Creating Hash tables

Creating Hash tables

Table_A
ID Name Fee_Amt
1 a 0
2 b 200
3 c 0
4 d 400
5 e 500

Table_B
ID City
1 Test1
2 Test2
3 Test3
4 Test4
5 Test5

Result
ID Name City      Fee_Amt      Fee
1      a      Test1    0                No
2      b      Test2   200             Yes
3      c      Test3    0                No
4      d      Test4   400             Yes
5      e      Test5   500             Yes

Usually, in PROC SQL the below code works good but it takes hours to run if the observations are in millions. I happened to know that Hash tables are effective in this case. If some can help me creating a hash table for left join, it would be a great help. Thank you.

Proc SQL Code:
PROC SQL;
CREATE TABLE RESULT AS
SELECT A.*, B.CITY, CASE WHEN (A.ID = B.ID AND A.FEE_AMT > 0) THEN 'YES' ELSE 'NO' END AS FEE
FROM TABLE_A LEFT JOIN TABLE_B
ON A.ID = B.ID;
QUIT;

Creating Hash tables

Hi Hima,

I am new to hash as well, so just to start discussion. Assume that your table_b is smaller that you want to put it into hash(), also you want a merge(inner join), not a left join showing in your SQL code.

data Table_A;

input ID Name \$ Fee_Amt;

cards;

1 a 0

2 b 200

3 c 0

4 d 400

5 e 500

6 t 100

;

data Table_B;

input ID City \$;

cards;

1 Test1

2 Test2

3 Test3

4 Test4

5 Test5

;

data want;

if 0 then set table_b;

if _n_=1 then do;

declare hash hh(dataset: 'table_b');

hh.definekey ('id');

hh.definedata('city');

hh.definedone();

end;

set table_a;

fee=ifc(fee_amt=0,'NO','YES');

_n_=hh.find();

if _n_=0 then output;

run;

proc print;run;

Regards,

Haikuo

Creating Hash tables

Thank you. This is exactly what I need. Great Expertise!!!!

Re: Creating Hash tables

hi ... you can also do some reading (my experience with these is that I think that this order works best) ...

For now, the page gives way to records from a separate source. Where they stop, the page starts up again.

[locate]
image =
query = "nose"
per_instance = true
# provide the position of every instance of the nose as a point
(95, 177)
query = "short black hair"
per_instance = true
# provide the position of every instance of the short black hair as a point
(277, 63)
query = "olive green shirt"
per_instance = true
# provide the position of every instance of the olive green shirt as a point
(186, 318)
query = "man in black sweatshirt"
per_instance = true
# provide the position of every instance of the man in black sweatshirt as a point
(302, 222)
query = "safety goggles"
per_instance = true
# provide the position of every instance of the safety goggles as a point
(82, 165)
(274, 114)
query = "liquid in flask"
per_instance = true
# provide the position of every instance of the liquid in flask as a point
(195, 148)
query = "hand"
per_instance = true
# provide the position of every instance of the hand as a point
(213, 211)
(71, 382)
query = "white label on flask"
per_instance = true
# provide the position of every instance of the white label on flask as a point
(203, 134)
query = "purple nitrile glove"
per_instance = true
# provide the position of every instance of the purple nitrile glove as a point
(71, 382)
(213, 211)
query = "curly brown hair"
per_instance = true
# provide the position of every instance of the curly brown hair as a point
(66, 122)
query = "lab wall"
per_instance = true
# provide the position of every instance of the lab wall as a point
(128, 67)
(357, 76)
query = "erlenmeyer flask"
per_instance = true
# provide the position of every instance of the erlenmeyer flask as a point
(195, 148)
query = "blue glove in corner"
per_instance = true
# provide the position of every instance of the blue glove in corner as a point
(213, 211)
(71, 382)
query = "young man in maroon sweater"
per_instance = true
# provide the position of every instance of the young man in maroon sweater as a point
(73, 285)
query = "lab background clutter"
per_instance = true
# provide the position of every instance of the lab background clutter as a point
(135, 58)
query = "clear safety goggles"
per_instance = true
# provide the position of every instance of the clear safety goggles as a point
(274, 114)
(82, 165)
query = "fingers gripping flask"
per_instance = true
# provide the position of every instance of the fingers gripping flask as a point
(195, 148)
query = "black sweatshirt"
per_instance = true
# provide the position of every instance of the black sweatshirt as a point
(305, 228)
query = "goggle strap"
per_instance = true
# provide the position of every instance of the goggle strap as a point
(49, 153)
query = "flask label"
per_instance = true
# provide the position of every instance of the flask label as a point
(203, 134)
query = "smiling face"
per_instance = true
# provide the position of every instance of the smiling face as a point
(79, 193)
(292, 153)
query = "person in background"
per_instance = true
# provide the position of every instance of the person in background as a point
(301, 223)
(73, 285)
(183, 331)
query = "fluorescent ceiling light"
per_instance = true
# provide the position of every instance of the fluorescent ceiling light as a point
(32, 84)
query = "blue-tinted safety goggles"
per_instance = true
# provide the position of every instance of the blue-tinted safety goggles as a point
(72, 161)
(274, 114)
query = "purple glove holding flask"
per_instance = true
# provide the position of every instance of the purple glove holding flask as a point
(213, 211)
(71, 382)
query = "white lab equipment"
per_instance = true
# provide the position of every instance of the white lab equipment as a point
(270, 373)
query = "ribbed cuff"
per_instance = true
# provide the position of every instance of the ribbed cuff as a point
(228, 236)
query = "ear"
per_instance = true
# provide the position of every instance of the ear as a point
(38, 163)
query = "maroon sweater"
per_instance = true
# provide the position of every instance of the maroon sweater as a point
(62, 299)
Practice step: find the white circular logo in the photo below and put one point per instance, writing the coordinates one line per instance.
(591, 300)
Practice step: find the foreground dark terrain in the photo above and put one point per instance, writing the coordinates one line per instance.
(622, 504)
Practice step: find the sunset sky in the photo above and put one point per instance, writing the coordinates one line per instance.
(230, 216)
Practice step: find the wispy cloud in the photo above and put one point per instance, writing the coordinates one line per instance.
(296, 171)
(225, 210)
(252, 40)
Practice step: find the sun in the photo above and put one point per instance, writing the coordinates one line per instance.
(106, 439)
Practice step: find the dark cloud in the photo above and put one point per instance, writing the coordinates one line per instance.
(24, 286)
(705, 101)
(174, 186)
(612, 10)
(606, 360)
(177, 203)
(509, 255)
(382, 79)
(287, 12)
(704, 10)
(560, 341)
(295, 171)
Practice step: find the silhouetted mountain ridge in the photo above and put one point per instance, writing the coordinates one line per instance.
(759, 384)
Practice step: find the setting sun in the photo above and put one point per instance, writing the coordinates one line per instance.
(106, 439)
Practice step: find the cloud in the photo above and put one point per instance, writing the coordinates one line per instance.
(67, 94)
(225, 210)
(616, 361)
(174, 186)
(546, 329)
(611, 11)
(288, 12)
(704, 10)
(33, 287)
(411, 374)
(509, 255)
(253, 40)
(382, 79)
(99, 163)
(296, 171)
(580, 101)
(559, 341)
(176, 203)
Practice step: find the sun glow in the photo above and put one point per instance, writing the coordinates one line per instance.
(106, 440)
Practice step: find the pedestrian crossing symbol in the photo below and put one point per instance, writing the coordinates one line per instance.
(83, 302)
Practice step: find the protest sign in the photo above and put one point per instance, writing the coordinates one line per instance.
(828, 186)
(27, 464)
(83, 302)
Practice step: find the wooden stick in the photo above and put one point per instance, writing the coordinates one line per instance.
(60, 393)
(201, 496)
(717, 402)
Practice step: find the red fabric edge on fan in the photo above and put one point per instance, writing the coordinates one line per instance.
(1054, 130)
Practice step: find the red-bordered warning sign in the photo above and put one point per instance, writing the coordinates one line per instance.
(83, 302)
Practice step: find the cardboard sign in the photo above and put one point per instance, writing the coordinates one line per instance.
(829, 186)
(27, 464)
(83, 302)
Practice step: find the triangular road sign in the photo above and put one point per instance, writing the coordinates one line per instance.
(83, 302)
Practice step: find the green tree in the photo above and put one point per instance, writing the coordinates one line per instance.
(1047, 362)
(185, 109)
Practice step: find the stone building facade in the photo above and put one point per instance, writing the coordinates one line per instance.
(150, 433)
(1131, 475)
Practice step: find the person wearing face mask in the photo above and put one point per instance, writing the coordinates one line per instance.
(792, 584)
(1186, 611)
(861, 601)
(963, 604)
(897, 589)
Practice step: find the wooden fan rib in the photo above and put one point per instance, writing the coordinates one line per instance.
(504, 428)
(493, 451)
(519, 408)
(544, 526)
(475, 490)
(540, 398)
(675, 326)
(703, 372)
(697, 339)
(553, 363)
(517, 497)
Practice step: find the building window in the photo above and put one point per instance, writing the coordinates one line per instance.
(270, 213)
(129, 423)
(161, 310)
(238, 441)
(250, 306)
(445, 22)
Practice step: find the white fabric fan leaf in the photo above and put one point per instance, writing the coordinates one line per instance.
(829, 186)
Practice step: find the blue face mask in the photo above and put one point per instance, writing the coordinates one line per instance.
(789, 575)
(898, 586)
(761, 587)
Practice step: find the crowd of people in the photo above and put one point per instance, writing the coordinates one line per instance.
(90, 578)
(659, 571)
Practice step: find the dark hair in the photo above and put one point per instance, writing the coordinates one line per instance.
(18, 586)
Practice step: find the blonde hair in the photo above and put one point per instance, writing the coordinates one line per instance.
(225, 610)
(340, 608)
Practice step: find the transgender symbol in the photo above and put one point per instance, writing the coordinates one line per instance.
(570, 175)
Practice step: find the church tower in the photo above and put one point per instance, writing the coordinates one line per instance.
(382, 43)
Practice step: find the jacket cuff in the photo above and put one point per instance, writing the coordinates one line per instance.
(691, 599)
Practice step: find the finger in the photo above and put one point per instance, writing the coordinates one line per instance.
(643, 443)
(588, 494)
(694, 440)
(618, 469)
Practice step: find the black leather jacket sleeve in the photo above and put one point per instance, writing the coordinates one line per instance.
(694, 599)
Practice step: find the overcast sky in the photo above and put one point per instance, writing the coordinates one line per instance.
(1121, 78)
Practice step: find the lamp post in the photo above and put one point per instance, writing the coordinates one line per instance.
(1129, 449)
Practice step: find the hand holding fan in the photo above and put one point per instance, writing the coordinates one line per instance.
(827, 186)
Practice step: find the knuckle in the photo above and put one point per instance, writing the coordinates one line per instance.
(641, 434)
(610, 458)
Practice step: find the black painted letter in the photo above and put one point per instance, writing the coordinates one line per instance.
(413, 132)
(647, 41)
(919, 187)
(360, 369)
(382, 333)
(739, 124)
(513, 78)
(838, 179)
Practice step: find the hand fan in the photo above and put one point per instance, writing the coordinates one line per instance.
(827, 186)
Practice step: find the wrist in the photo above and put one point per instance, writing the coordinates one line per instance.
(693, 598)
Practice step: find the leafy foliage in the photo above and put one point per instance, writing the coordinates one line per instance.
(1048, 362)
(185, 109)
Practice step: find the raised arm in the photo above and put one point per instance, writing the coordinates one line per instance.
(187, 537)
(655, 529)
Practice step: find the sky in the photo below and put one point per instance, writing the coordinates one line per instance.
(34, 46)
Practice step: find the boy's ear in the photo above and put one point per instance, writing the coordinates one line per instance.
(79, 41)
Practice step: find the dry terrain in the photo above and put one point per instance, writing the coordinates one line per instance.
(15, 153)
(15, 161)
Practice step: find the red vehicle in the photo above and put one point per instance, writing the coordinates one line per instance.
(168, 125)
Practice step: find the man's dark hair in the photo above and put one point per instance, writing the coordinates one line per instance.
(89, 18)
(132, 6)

Getting Started with the DATA Step Hash Object

http://support.sas.com/rnd/base/datastep/dot/hash-getting-started.pdf

Getting Started with the DATA Step Hash Iterator

http://support.sas.com/rnd/base/datastep/dot/iterator-getting-started.pdf

How Do I Love Hash Tables? Let Me Count The Ways!

http://www2.sas.com/proceedings/forum2008/029-2008.pdf

Better Hashing in SAS 9.2

http://support.sas.com/resources/papers/sgf2008/hashing92.pdf

Hash Crash and Beyond

http://www2.sas.com/proceedings/forum2008/037-2008.pdf

and this is nice to have around ...

Hash Object Tip Sheet

http://support.sas.com/rnd/base/datastep/dot/hash-tip-sheet.pdf

Creating Hash tables

can anybody give example and code for how to incorporate an option 'NODUPKEY' in hash sort as in proc sort with nodupkey?

thanks.

Creating Hash tables

By default, Hash Table is NODUPKEY, it keeps the first one of duplicated key.